# Spark Connectors

## Apache Maven

> Apache Maven is a build tool designed for managing and uniformly building any Java-based project. By defining your project in a __project object model(POM)__ Maven can build the project into __Java Archive(JAR)__ files which are easily distributed on Mavens central repository. 

### Maven as a build tool

Maven is a __build tool__. So what does this mean and how can this help us? __Build tools__ are programs which help in the automation of __building, testing, compiling, and deployment__ of __source code__ into a useable application.

Maven was defined to meet these objectives:
- Make the build process easy 
- Provide a uniform build process
- Provide quality project information
- Encourage better development practices

Maven as a build tool:

- Normally used for Java based projects, complies code usually into `JAR` files but other types can be specified. 
- Keeps project build consistent through the use of __POM__ file which describes the __project structure, dependencies, configuration__ and __licenses__ when build your project.
- Automates testing of the file during the build process.
- Encourages sharing built projects on the Maven central repository https://mvnrepository.com/repos/central to share with other users.

### The POM file

When building a project it can rely on many different dependencies critical to its function. 

Navigating between many different websites can be tedious to find the correct versions and many different dependencies required for your project. This is what the __POM file__ is designed to solve, it gives you a uniform structure to define your project in code when building it.

POM files are a representation of your Maven project written in `XML` and stored in a `pom.xml` file. 
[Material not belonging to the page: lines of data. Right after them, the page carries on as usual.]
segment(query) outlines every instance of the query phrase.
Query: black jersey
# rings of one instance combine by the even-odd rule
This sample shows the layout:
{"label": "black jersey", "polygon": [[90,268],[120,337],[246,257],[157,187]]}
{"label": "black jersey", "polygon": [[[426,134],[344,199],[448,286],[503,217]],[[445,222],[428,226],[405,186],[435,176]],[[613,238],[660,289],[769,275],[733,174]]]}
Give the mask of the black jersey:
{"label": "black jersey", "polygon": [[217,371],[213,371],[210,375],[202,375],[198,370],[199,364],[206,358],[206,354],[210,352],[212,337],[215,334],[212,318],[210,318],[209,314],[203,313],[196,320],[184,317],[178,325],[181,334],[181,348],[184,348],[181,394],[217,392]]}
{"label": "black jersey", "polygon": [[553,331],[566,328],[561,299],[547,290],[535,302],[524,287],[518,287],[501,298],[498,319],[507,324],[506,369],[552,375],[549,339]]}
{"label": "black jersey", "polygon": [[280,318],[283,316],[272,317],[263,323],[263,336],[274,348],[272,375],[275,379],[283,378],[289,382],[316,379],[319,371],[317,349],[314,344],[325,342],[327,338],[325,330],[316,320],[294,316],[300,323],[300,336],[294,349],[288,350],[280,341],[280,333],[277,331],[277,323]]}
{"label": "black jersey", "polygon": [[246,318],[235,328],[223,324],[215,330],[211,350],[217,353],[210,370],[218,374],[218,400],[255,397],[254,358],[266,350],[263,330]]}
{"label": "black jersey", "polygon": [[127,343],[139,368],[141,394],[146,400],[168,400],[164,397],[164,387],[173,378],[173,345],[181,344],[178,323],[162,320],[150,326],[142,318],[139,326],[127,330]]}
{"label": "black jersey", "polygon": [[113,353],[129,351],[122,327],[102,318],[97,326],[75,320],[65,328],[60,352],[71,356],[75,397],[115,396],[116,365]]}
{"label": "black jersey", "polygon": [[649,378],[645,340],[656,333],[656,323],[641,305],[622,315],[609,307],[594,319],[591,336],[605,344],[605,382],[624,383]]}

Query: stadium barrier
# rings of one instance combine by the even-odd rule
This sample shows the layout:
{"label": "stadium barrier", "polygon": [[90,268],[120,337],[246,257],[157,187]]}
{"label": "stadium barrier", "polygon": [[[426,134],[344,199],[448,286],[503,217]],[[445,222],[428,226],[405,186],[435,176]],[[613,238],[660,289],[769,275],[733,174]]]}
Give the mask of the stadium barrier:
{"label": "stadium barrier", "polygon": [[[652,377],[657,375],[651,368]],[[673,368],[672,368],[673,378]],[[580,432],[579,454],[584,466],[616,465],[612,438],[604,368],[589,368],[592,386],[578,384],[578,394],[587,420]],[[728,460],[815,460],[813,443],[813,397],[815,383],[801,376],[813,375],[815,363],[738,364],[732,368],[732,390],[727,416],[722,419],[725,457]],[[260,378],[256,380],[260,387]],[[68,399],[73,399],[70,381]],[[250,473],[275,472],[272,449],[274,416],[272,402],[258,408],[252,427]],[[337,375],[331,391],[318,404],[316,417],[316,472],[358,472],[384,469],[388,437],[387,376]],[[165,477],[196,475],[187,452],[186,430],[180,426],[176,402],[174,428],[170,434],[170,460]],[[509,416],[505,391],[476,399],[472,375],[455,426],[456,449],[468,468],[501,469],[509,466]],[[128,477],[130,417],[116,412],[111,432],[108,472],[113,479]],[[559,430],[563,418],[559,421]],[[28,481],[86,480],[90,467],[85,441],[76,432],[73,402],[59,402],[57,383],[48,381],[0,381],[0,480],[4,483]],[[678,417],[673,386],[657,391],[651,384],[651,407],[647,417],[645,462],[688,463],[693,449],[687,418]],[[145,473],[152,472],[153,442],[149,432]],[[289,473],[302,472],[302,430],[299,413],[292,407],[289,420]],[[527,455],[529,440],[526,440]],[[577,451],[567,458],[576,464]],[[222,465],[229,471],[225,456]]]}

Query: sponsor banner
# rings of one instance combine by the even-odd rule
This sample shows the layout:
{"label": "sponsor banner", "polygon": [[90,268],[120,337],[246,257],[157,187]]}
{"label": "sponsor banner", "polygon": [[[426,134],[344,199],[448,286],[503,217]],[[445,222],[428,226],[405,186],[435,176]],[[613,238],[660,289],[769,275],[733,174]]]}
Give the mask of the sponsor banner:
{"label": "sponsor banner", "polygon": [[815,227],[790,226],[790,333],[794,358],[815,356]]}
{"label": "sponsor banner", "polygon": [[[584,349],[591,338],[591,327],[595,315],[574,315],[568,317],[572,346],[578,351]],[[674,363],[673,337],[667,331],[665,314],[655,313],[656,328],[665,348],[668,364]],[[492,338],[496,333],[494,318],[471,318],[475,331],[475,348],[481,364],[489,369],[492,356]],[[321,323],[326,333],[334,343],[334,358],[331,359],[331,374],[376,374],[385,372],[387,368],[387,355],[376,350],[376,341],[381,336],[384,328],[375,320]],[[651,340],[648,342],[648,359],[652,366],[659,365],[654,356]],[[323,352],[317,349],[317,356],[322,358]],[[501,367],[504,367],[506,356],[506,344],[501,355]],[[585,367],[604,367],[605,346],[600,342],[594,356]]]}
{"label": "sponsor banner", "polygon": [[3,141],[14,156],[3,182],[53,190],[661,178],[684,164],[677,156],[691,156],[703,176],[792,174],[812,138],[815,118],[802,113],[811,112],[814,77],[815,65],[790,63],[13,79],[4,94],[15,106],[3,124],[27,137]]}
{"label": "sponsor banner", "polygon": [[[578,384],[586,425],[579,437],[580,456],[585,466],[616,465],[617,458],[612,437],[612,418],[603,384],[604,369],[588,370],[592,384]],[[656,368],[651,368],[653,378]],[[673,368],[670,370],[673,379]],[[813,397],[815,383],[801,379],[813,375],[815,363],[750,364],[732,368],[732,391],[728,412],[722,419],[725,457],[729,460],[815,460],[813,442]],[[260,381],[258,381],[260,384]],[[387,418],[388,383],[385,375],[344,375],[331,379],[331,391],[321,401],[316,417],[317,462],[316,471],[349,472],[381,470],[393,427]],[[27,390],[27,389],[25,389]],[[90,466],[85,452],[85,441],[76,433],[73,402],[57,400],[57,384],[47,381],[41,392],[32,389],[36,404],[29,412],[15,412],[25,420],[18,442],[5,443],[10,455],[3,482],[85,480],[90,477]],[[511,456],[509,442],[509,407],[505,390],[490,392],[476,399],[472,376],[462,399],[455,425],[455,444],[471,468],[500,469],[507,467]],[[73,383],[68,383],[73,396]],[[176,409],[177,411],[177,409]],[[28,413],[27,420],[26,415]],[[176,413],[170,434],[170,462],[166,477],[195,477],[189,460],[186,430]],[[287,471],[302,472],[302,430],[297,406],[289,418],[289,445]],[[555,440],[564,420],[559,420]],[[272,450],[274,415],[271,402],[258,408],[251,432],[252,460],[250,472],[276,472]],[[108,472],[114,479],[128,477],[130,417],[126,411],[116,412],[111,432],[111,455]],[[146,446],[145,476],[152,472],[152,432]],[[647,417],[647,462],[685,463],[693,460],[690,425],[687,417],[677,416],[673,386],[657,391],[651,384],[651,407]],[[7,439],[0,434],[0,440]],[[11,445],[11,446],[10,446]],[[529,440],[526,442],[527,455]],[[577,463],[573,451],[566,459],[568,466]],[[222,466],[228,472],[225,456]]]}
This is where you will define dependencies, build configuration, licensing, and even the URL of where the project lives. The general layout and configurable tags are shown here:



In [None]:
<project xmlns="http://maven.apache.org/POM/4.0.0" xmlns:xsi="http://www.w3.org/2001/XMLSchema-instance"
  xsi:schemaLocation="http://maven.apache.org/POM/4.0.0 https://maven.apache.org/xsd/maven-4.0.0.xsd">
  <modelVersion>4.0.0</modelVersion>
 
  <!-- The Basics -->
  <groupId>...</groupId>
  <artifactId>...</artifactId>
  <version>...</version>
  <packaging>...</packaging>
  <dependencies>...</dependencies>
  <parent>...</parent>
  <dependencyManagement>...</dependencyManagement>
  <modules>...</modules>
  <properties>...</properties>
 
  <!-- Build Settings -->
  <build>...</build>
  <reporting>...</reporting>
 
  <!-- More Project Information -->
  <name>...</name>
  <description>...</description>
  <url>...</url>
  <inceptionYear>...</inceptionYear>
  <licenses>...</licenses>
  <organization>...</organization>
  <developers>...</developers>
  <contributors>...</contributors>
 
  <!-- Environment Settings -->
  <issueManagement>...</issueManagement>Setup 
  <ciManagement>...</ciManagement>
  <mailingLists>...</mailingLists>
  <scm>...</scm>
  <prerequisites>...</prerequisites>
  <repositories>...</repositories>
  <pluginRepositories>...</pluginRepositories>
  <distributionManagement>...</distributionManagement>
  <profiles>...</profiles>
</project>

The bare minimum which should be included in your project is outline here, 

In [None]:
<project xmlns="http://maven.apache.org/POM/4.0.0" xmlns:xsi="http://www.w3.org/2001/XMLSchema-instance"
  xsi:schemaLocation="http://maven.apache.org/POM/4.0.0 https://maven.apache.org/xsd/maven-4.0.0.xsd">
  <modelVersion>4.0.0</modelVersion>
 
  <groupId>org.apache.spark</groupId> 
  <artifactId>spark-core</artifactId> 
  <version>3.2.1</version>

We won't go into detail about building your own projects and connectors because they will normally be available for you on the Maven repository. When using a Maven project with Spark you will just need to specify the Maven coordinates to download the package. 

#### Maven Coordinates

The required fields are `groupId:artifactId:version`. This acts like an address to your project and timestamp in one. It tells you where in the Maven repository to find the project, this is known as it's Maven Coordiantes. 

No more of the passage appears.